Wednesday, November 12, 2014

"Several cuts above Hyndford Street"

Checked in with Dr. Eamonn Hughes, senior lecturer at Queen's University Belfast and the assistant director of that school's Institute of Irish Studies. A colleague of Dr. Hughes' classified him as a knowledgeable authority on all things Van Morrison—just the type of individual we love to connect with here at Throwing Pennies.

Dr. Hughes offered me a little background on the origins of Cyprus Avenue's name:
To the best of my knowledge, Cyprus Avenue has always had that name. Earliest reference in the Belfast Street directory is 1892. A lot of streets in Belfast are named for places around the world (usually with British Empire connections), so this may be one of them. Or it's possible that it took its name from a house.

(I've come across a reference to a Cyprus Cottage which seems to predate it ... Afraid I'm not sure about the location of Cyprus Cottage. Street directories don't always have the whole story. There was one on the North Road—near current Cyprus Avenue—but I think there may well have been more than one cottage with the name.)

Regardless of name, the people who lived there from the outset would have been professionals or merchants. Nowadays you'd need about half a million to buy a house there. (Ian Paisley's family moved there in the 1970s.) It's several cuts above Hyndford Street in socio-economic terms.

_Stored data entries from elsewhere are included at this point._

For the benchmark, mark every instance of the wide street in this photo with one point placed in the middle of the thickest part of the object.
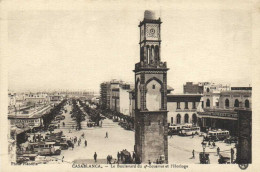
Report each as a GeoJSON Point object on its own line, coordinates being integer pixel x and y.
{"type": "Point", "coordinates": [180, 148]}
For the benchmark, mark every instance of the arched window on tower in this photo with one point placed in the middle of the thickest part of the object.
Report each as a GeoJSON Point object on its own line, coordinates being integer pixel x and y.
{"type": "Point", "coordinates": [186, 118]}
{"type": "Point", "coordinates": [142, 54]}
{"type": "Point", "coordinates": [152, 55]}
{"type": "Point", "coordinates": [226, 103]}
{"type": "Point", "coordinates": [247, 103]}
{"type": "Point", "coordinates": [156, 52]}
{"type": "Point", "coordinates": [148, 53]}
{"type": "Point", "coordinates": [236, 104]}
{"type": "Point", "coordinates": [178, 119]}
{"type": "Point", "coordinates": [208, 103]}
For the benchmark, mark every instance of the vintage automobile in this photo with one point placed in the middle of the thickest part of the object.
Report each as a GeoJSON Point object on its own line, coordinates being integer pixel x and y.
{"type": "Point", "coordinates": [224, 158]}
{"type": "Point", "coordinates": [204, 158]}
{"type": "Point", "coordinates": [216, 135]}
{"type": "Point", "coordinates": [115, 120]}
{"type": "Point", "coordinates": [189, 131]}
{"type": "Point", "coordinates": [231, 140]}
{"type": "Point", "coordinates": [175, 129]}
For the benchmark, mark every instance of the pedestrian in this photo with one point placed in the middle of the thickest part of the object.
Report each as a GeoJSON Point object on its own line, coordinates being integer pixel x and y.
{"type": "Point", "coordinates": [232, 154]}
{"type": "Point", "coordinates": [95, 157]}
{"type": "Point", "coordinates": [107, 159]}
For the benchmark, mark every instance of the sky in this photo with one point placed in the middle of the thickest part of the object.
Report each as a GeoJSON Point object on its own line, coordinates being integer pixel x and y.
{"type": "Point", "coordinates": [79, 49]}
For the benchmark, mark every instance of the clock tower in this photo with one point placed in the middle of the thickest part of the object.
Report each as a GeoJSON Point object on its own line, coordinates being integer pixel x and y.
{"type": "Point", "coordinates": [151, 128]}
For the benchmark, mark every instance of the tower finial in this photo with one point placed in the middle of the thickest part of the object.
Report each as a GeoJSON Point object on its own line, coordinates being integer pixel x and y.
{"type": "Point", "coordinates": [149, 14]}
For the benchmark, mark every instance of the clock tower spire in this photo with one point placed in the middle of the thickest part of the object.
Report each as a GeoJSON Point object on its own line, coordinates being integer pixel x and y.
{"type": "Point", "coordinates": [151, 131]}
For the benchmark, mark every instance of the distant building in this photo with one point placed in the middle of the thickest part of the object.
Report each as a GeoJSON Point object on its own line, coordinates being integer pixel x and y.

Physically, the big difference between the two is that where most houses on Cyprus Avenue are detached and set in quite large gardens, the houses on Hyndford Street are terraced and while not the back-to-back terraces of the classic slum, built on a much smaller scale. These days Cyprus Avenue is also lined with mature trees and that would have been a noticeable difference between the two places, even back in the 1950s.
The "British Empire connection" is an obvious one: the Eastern Mediterranean island of Cyprus. In fact, the island would have occupied a small place in the British public consciousness during the late 19th century. As part of the Cyprus Convention of 1878, the Ottoman Empire ceded control of the island to Britain. In exchange, Britain gave assurances that it would use the island as a base to protect the Ottoman Empire against possible Russian aggression.